YouTube is today announcing changes to the policies surrounding its Copy ID copyright management system, a tool often criticized for favoring the interests of rights holders over users. The most immediate addition is a new appeals process that will allow uploaders to further dispute false Content ID misidentifications. Previously, users could file an initial dispute if they felt a video was improperly tagged. If content owners rejected this claim, however, YouTube members were left with little recourse to have the clip in question reinstated.
Rejected disputes are no longer a dead end
Now, influenced by community feedback, YouTube will allow users to opt for a secondary appeal. This presents rights holders with two options: they can either release the original claim or file a formal DMCA notification, which will permanently remove the video and result in a "strike" against the offending user. Like before, accumulating multiple copyright strikes will all but guarantee the loss of your account and all uploaded videos, but at least there's a new option for those who believe they've been wrongly singled out. Of course, many of the 3,000 copyright owners that have registered for Content ID have sought to profit from the illicit use of their content through YouTube’s advertising stream.
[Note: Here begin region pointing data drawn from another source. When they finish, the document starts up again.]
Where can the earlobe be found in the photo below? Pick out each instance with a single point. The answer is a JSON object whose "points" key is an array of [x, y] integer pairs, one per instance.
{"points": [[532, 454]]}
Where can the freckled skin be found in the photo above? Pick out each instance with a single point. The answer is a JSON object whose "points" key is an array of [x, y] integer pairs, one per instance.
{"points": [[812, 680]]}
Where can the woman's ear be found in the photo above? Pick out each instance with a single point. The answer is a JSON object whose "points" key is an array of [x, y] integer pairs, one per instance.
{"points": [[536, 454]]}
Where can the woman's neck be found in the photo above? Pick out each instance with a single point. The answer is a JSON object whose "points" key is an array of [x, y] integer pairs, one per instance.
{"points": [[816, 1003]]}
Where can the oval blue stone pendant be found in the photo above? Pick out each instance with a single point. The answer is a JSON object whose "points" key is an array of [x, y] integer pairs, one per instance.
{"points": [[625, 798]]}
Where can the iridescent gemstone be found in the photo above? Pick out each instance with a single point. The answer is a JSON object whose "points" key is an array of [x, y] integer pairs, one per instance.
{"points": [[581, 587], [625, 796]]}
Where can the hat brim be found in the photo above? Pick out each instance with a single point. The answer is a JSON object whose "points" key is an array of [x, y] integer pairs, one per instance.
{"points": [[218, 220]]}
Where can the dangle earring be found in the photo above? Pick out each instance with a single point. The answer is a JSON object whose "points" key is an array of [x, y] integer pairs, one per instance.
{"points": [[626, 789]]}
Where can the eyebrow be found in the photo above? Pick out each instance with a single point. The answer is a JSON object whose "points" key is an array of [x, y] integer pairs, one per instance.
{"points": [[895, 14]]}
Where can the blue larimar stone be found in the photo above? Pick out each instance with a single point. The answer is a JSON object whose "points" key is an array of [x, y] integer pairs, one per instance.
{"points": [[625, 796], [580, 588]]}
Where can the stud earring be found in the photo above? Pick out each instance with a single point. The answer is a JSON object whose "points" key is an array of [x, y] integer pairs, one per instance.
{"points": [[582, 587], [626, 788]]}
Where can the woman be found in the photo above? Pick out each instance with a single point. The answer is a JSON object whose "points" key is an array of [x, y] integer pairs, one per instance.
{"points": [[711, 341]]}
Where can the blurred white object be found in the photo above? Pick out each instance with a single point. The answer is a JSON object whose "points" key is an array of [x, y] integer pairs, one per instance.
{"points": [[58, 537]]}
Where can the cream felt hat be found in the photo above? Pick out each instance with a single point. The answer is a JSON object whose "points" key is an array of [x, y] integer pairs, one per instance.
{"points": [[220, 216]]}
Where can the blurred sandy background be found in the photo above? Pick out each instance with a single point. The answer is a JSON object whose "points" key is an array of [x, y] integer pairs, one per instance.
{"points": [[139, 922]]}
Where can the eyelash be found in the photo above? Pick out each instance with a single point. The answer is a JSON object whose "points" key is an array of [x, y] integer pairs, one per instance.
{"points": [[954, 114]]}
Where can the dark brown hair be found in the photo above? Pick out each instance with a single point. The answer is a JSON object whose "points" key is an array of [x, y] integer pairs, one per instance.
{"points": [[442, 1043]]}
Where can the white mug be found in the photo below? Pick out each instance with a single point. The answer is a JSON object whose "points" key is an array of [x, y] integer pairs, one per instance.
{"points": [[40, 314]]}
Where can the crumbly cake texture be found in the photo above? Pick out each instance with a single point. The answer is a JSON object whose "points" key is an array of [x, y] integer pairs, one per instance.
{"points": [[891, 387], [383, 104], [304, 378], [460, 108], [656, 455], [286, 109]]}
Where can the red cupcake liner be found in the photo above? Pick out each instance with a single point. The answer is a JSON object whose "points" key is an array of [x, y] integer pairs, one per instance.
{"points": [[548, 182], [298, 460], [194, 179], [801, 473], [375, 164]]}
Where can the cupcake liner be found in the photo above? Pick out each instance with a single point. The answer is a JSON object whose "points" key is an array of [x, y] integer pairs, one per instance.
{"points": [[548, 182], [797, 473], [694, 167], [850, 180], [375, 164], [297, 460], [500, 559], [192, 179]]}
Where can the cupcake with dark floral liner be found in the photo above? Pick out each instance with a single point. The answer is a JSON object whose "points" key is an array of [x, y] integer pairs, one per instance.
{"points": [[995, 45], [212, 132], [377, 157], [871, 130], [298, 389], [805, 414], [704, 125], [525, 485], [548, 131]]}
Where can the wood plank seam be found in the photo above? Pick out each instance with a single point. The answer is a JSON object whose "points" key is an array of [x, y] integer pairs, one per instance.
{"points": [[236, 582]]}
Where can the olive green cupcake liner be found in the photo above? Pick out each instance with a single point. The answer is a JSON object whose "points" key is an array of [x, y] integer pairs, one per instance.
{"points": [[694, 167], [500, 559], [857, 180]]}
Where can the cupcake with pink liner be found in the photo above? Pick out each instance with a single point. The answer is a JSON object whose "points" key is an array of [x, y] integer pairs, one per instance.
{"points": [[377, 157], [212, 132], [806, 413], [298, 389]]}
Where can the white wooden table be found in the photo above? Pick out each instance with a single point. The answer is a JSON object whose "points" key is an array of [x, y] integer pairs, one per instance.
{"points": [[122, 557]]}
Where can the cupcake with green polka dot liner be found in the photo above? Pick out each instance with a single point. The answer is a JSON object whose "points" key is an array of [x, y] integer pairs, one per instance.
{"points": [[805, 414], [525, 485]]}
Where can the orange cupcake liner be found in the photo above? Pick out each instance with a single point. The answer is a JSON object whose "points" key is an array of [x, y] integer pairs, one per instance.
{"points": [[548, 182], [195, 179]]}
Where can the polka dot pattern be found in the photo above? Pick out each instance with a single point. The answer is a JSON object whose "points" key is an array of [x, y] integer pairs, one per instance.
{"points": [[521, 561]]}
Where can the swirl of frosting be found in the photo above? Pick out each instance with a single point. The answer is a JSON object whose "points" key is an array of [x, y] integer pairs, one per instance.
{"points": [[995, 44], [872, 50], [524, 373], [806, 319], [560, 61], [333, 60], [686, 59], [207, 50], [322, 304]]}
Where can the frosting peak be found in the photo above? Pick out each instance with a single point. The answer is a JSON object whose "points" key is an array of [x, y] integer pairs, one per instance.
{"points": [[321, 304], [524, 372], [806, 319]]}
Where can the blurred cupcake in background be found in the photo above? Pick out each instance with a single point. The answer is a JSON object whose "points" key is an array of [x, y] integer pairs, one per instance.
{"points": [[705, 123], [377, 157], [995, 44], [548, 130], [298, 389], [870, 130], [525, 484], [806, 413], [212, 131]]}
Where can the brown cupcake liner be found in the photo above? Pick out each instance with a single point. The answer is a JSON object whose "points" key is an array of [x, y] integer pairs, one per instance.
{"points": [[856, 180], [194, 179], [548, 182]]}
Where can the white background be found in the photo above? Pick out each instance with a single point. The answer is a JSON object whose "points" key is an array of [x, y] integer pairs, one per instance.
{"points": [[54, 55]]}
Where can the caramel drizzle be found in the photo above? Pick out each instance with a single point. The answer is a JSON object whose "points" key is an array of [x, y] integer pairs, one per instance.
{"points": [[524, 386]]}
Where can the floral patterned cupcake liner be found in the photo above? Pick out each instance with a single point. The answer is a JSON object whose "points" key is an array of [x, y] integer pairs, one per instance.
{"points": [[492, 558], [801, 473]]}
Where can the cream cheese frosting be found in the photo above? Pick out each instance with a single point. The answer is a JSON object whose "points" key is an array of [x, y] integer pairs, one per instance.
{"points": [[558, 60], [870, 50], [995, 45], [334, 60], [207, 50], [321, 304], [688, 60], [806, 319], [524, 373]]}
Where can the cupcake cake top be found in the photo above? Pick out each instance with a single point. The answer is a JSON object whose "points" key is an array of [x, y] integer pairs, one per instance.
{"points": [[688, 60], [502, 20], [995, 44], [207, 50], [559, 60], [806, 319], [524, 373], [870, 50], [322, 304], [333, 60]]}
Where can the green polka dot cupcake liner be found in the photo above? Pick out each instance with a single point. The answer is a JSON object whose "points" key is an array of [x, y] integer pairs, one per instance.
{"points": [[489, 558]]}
The inconvenience of having to issue legal copyright notices might sway more companies toward this monetization scheme.
Human beings will have final say
Ideally those false claims won't be as big of a problem moving forward, as Google is promising "smarter detection of unintentional claims" made possible by improved algorithms. When an invalid Content ID match is detected, that video remains available to viewers and is placed in a "manual review" queue. Rather than depend on reference files provided by content owners,
YouTube staffers copyright owners will make a final call as to whether or not there has been a mistake. The company claims these recent steps will ensure YouTube remains a "vibrant place where the rights of both content owners and users are protected."